"Chapel Hill octet Sweater Weather is nothing if not part of the fabric of orchestral, crest-minded indie rock that's been prevalent nationally and locally since the start of the decade. On its accomplished debut LP, Now, Everyone Can Sing, Sweater Weather climbs for the spiritual apogees of Michigan influences Anathallo, shudders through the emotional tremors that define Okkervil River, and emblazons pop with the textures that Grizzly Bear uses so subtly. Closer to home, the vulnerability of frontman Casey Trela owes flattered debts to Daniel Hart (who plays violin on one track here) and his Physics of Meaning, part of the Bu Hanan clutch that's largely responsible for the sound of swells in the Triangle.
Those referents are a broad swath through a rangy subgenre, though, and Sweater Weather carefully juxtaposes acoustic textures and electronic concrète manipulations from 24 contributors. At its best, Sweater Weather's eight members and several dozen instruments are joists and studs, building up and out instead of in or around. When they're least sure-handed, Sweater Weather crowds its middles, as with the overly didactic, Desaparecidos clang of "The Roots That Clutch." But nine-minute centerpiece "This Is an Owl as He Flies out of Himself" finds the band righting itself at the song's midpoint, the second half overcoming the jumbled first as a tense dirge of strings and horns becomes tinder beneath Trela's lonesome voice and guitar.
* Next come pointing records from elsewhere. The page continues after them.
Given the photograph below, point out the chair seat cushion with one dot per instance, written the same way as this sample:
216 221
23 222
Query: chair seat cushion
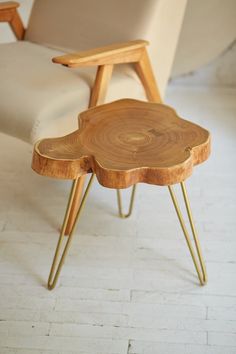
40 99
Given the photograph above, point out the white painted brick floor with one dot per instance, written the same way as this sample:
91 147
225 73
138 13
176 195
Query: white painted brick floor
128 286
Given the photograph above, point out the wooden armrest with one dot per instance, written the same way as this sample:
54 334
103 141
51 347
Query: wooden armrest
9 13
127 52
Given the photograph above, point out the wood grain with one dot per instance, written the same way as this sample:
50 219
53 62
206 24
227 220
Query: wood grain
126 52
126 142
8 13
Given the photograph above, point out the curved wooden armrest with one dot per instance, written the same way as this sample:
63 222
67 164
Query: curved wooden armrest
127 52
9 13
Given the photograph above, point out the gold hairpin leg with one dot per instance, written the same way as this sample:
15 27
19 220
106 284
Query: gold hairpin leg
201 271
54 273
121 214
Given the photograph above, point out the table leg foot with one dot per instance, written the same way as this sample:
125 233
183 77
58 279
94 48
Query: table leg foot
199 264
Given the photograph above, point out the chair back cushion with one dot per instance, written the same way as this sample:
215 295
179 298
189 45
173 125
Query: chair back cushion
74 25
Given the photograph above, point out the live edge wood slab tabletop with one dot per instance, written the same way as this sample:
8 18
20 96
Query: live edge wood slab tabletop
126 142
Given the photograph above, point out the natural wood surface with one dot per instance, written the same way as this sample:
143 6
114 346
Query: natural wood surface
127 52
8 13
126 142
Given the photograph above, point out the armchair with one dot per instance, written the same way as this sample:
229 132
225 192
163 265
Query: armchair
47 98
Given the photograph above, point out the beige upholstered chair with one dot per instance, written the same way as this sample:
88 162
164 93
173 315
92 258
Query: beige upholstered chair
39 99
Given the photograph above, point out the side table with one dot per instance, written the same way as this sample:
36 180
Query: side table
124 143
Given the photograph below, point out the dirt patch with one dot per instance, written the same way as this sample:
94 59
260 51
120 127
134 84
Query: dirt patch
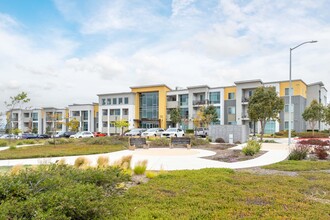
224 154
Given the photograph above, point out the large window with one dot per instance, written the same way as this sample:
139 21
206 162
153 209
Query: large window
115 112
231 110
231 95
149 105
287 91
183 100
214 97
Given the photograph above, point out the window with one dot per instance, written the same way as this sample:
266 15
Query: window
287 91
231 95
114 111
231 110
286 108
125 111
35 116
215 97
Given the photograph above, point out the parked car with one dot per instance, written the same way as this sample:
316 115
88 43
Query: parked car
67 134
83 134
99 134
135 132
153 132
43 136
173 132
202 132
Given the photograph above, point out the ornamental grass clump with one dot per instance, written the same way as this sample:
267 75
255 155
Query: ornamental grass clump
251 148
299 152
140 167
81 162
102 161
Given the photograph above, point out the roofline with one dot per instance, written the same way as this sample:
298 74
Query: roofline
148 86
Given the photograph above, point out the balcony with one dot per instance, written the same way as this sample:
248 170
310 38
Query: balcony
201 102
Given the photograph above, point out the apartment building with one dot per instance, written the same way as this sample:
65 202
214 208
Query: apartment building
190 100
115 107
86 114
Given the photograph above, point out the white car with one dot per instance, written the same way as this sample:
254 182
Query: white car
135 132
82 134
153 132
173 132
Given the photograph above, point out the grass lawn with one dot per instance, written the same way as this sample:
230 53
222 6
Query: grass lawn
299 165
226 194
69 149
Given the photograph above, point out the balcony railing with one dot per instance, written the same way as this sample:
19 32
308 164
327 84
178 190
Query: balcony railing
200 102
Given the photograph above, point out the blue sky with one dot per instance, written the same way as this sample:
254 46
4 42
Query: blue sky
63 52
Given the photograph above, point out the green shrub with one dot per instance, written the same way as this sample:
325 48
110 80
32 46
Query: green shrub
3 143
299 152
195 141
160 142
310 135
251 148
140 167
220 140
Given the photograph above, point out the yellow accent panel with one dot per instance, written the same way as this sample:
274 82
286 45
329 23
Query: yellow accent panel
229 90
96 110
162 91
299 88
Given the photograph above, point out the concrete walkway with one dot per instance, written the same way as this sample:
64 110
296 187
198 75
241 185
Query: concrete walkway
171 159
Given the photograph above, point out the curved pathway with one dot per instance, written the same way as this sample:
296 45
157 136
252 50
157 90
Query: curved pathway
171 159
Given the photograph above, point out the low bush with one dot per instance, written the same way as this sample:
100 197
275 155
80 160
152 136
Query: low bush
3 143
310 135
299 152
321 152
195 141
251 148
160 142
220 140
140 167
81 162
314 142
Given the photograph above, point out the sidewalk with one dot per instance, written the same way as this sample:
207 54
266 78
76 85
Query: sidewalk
171 159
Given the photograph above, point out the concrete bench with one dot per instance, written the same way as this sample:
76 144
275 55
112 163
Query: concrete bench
137 142
186 141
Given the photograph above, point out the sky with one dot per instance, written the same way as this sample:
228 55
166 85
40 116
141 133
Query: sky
63 52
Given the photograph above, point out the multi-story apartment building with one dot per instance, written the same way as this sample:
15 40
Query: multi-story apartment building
86 114
115 107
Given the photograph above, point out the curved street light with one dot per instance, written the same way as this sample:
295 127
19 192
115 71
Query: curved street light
290 84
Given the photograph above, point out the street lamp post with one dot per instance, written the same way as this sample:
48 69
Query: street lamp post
290 85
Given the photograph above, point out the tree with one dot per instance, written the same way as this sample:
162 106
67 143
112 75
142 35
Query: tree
314 113
175 116
121 124
265 105
17 101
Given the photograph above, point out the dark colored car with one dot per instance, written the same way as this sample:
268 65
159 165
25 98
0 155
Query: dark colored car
99 134
43 136
67 134
29 136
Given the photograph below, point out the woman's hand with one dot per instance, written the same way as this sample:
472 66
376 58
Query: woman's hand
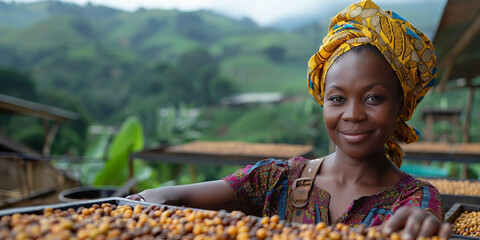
416 222
136 197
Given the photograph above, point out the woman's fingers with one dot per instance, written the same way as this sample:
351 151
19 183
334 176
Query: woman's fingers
396 222
416 222
445 230
431 226
136 197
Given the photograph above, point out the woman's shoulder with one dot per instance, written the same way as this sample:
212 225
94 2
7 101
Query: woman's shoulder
270 164
411 183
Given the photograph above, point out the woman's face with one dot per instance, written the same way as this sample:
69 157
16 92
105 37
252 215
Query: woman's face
361 103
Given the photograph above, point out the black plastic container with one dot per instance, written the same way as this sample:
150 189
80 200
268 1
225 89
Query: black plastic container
85 193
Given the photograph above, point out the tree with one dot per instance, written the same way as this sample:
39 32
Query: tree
16 84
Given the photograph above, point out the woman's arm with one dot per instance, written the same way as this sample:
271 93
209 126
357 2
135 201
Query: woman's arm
214 195
416 222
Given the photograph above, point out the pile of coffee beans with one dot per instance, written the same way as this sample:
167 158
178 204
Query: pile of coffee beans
108 221
467 224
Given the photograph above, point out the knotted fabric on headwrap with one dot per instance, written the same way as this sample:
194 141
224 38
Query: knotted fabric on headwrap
407 49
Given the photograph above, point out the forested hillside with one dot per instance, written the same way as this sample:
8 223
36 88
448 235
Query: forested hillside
109 58
108 64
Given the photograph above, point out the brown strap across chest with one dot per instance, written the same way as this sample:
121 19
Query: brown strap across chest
302 187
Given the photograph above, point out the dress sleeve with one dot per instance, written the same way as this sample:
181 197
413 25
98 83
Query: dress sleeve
253 184
424 195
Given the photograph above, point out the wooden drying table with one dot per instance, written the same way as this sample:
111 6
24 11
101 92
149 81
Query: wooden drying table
221 153
448 152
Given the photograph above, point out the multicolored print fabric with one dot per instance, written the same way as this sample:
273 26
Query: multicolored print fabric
409 52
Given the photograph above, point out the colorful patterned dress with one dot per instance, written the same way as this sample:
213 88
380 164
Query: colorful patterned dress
264 190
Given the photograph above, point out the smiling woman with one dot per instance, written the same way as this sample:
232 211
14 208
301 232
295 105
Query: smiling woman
360 104
369 75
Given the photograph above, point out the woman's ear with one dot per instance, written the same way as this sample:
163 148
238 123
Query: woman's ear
401 99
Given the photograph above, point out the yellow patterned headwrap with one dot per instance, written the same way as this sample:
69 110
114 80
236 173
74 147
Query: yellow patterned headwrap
407 49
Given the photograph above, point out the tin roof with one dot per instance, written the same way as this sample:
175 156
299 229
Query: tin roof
21 106
456 41
227 152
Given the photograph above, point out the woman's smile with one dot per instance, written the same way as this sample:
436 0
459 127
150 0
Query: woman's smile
355 136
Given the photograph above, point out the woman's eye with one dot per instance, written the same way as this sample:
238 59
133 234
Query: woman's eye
336 99
374 98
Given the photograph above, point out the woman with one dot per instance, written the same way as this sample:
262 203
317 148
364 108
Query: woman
370 73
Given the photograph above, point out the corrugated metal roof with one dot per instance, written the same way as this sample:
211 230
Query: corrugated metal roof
457 41
21 106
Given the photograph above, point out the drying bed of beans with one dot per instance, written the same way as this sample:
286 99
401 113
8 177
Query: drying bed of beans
109 221
456 187
467 224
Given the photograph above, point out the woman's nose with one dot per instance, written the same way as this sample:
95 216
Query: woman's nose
353 112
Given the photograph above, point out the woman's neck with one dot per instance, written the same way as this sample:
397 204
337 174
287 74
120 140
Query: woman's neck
374 170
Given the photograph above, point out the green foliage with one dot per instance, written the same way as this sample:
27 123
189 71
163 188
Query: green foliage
177 125
128 139
16 84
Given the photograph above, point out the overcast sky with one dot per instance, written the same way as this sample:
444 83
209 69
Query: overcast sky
263 12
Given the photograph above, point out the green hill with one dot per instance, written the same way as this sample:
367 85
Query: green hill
103 55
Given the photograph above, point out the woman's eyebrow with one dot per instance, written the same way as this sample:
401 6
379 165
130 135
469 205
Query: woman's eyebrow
334 86
370 86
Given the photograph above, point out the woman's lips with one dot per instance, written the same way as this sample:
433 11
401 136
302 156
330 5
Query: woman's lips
355 137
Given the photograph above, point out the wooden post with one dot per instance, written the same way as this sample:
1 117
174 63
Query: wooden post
49 136
468 116
193 172
429 128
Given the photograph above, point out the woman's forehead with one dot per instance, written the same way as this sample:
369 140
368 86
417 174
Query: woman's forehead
364 65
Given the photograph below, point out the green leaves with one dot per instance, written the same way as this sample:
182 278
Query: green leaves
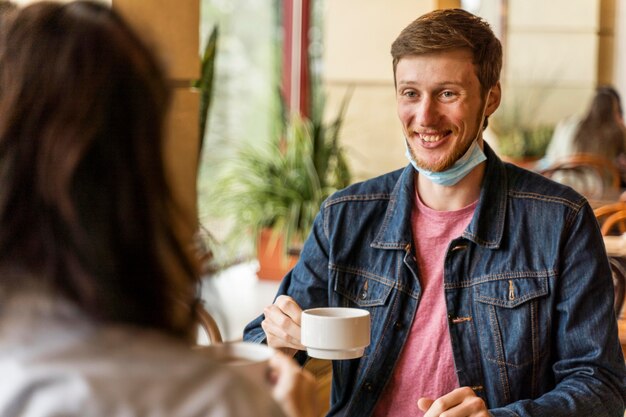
282 183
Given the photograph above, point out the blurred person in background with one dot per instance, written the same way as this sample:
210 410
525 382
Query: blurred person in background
96 287
600 131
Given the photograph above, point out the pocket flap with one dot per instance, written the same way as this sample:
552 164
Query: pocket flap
362 290
510 293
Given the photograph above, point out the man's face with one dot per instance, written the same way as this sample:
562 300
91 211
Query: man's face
440 106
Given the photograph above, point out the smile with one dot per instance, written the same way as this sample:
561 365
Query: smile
432 137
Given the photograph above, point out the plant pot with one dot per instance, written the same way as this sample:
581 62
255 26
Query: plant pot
274 262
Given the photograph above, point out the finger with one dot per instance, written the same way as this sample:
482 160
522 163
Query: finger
289 306
424 403
294 388
459 402
278 337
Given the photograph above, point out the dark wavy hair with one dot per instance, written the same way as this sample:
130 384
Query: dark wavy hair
600 131
85 207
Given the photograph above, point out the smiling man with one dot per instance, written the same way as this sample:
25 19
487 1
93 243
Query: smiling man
488 286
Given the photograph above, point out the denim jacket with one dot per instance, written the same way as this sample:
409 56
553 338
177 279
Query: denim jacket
527 285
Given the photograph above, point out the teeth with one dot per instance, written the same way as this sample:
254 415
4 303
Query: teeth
430 138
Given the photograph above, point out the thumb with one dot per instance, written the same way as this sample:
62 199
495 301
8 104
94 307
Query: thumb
424 403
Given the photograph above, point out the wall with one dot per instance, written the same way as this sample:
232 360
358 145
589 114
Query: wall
357 41
553 55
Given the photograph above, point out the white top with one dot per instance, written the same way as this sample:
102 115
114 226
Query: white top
56 362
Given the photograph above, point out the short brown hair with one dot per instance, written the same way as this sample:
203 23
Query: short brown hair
446 29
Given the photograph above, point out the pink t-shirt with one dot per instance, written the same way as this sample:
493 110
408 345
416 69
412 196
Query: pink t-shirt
425 367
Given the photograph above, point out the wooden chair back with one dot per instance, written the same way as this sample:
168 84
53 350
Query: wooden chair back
591 175
207 324
611 218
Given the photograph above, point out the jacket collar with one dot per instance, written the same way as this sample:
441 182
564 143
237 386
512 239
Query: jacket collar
485 229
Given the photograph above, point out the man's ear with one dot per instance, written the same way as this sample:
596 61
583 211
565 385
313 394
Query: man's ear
493 99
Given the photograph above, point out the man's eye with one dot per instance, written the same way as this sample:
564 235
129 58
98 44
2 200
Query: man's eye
448 94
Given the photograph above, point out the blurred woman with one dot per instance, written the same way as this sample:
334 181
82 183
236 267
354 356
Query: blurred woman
96 287
601 131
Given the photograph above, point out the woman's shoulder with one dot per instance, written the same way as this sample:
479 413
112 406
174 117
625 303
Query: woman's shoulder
60 368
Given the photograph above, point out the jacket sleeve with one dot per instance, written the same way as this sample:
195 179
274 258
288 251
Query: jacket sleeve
588 364
306 283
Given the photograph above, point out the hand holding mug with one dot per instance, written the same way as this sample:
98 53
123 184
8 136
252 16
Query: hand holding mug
282 325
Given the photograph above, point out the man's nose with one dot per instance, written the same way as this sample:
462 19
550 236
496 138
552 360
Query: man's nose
426 112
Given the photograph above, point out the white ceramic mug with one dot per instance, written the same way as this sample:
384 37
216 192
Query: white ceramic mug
335 332
248 359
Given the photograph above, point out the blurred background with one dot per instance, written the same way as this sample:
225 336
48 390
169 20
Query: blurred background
278 103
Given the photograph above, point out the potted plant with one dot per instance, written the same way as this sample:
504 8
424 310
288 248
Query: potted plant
273 190
520 138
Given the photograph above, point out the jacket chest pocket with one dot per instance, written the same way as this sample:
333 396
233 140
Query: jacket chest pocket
360 290
512 319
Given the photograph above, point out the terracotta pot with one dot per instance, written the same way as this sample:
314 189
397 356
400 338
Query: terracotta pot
273 262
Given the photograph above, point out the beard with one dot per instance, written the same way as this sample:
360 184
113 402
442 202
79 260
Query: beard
450 159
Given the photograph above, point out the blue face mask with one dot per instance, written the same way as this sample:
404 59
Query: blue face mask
456 172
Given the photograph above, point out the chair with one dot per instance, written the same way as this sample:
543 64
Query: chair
611 216
618 271
591 175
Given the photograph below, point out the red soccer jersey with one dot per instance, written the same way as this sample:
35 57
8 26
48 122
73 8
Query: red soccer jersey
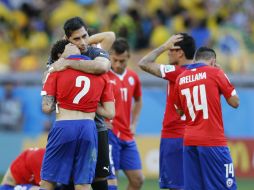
26 168
198 91
173 124
125 87
76 90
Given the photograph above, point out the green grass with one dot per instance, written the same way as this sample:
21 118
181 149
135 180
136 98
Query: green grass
152 184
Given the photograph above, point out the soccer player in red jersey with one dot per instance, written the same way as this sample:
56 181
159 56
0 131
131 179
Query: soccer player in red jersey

At nearly 56 minutes, Now, Everyone Can Sing lacks the sort of trenchant editing that could have trimmed the ornate frames to add focus to the bright picture in the middle. But broil-and-boil emotion, the thing Sweater Weather does so well over these 10 tracks, rarely cedes to restraint and reason, and—here, in the glow of a self-produced LP brimming with ideas and enthusiasms, if not focus or newness—such considerations are mostly an afterthought. A strong start."